In my last post there was a brief discussion in the comments about the evolution of charging (or not) for shopping bags – plastic and reuseable.
It occurs to me now that if you really want people to remember to bring their own bags, you should actually *charge* them $0.03 for forgetting to bring their own bags. I think that would psychologically be a better incentive to remember to bring your bag than either a discount.
Of course, a company probably would think twice before implementing this policy because it could tick off consumers. However, it might actually serve as a better motivator.
Which reminded me of the Real Canadian Superstore chain.
Ever since I can remember shopping there (which goes back to 1994 or so), they’ve been charging $0.10 per bag if you want a plastic one from their store to haul your groceries home in.
Growing up in a small town where there was only one small supermarket which charged the high prices you’d expect in that situation, we made semi-monthly pilgrimages to the Superstore 35 minutes away to stock up on groceries for the family.
And even then, more than a decade before “green” was trendy, Superstore was encouraging the purchase of “Green Boxes” – crate-like baskets that fit into their specially-fitted shopping carts, so you could fill them while you were shopping, then unpack and repack them to put into your car.
I remember my mom LOVED them, because they were really easy to handle, and it meant there weren’t bags rolling around in the trunk, squashing groceries on our way home.
I don’t think anyone in my family shops at Superstore anymore. There isn’t one close to any of us, and we aren’t buying things in the quantities Superstore usually packages them in. But to this day, I still have a couple of those green boxes in my storage room, holding dog supplies and recyclables.
The more I think about the Superstore days though, the more I remember them having quite a few green products in their President’s Choice line. I didn’t see special advertising for them, they were just on the shelf next to the regular products. And I never really thought about why.

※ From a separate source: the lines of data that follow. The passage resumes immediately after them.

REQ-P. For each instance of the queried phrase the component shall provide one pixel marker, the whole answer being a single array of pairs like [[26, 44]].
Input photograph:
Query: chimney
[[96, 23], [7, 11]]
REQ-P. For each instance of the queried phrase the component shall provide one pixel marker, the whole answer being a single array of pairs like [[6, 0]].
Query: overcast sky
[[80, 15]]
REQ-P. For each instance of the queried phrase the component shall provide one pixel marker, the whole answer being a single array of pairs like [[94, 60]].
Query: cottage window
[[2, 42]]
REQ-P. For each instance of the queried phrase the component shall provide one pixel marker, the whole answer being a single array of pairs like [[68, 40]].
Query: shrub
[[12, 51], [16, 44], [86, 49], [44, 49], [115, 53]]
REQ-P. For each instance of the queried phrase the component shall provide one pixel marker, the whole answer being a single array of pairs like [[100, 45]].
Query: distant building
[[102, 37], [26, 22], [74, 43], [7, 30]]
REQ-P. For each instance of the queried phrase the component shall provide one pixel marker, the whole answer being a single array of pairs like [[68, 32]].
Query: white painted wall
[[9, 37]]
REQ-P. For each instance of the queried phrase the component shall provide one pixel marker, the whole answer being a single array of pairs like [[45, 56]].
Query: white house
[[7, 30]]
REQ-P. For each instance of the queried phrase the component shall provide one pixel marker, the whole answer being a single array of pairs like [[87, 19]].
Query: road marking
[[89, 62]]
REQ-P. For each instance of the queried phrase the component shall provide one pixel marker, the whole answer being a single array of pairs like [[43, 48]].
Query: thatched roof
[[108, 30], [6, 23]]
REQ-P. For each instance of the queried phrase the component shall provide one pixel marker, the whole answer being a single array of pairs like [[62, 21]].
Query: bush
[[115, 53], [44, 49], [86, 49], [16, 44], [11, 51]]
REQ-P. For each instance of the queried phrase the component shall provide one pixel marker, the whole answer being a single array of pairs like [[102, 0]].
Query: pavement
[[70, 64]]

I have noticed a few commercials and videos going around though, about a new campaign/initiative that the Loblaw’s chain (parent company of Superstore & Extra Foods
Price Smart Foods oops! my bad.) is running, trying to bring local produce to their stores:
Sure, now it seems like they’re just doing it to be trendy – but Superstore’s been quietly leading a green charge for a helluva long time (fun fact: they launched the “Green Line” of President’s Choice products in 1989 – yes, eighty-nine).
But is it really (as their commercials claim) worth switching supermarkets for? It’s hard for me to say.
It’s entirely inconvenient for me to get to a Superstore (or any other store in the Loblaw’s chain). I am a creature of habit and convenience, and unless there is a really REALLY compelling reason to go elsewhere (usually a huge price advantage, or to get products my closest store doesn’t carry), I shop at the supermarket closest to home – supplemented by trips to the local farmer’s markets.
But their efforts do make me consider what my local stores are doing. I actually even feel a bit guilty for not rewarding Loblaw’s (by shopping at their stores) for being so green so early. And while I’m still not compelled to actually trek over to their stores, I am curious about what they’re doing and do think about them. Which I suppose is a start.
How about those of you who have a few options for nearby supermarkets? What influences your decision to shop where you do? To those close to a Superstore: do you shop there? Why or why not?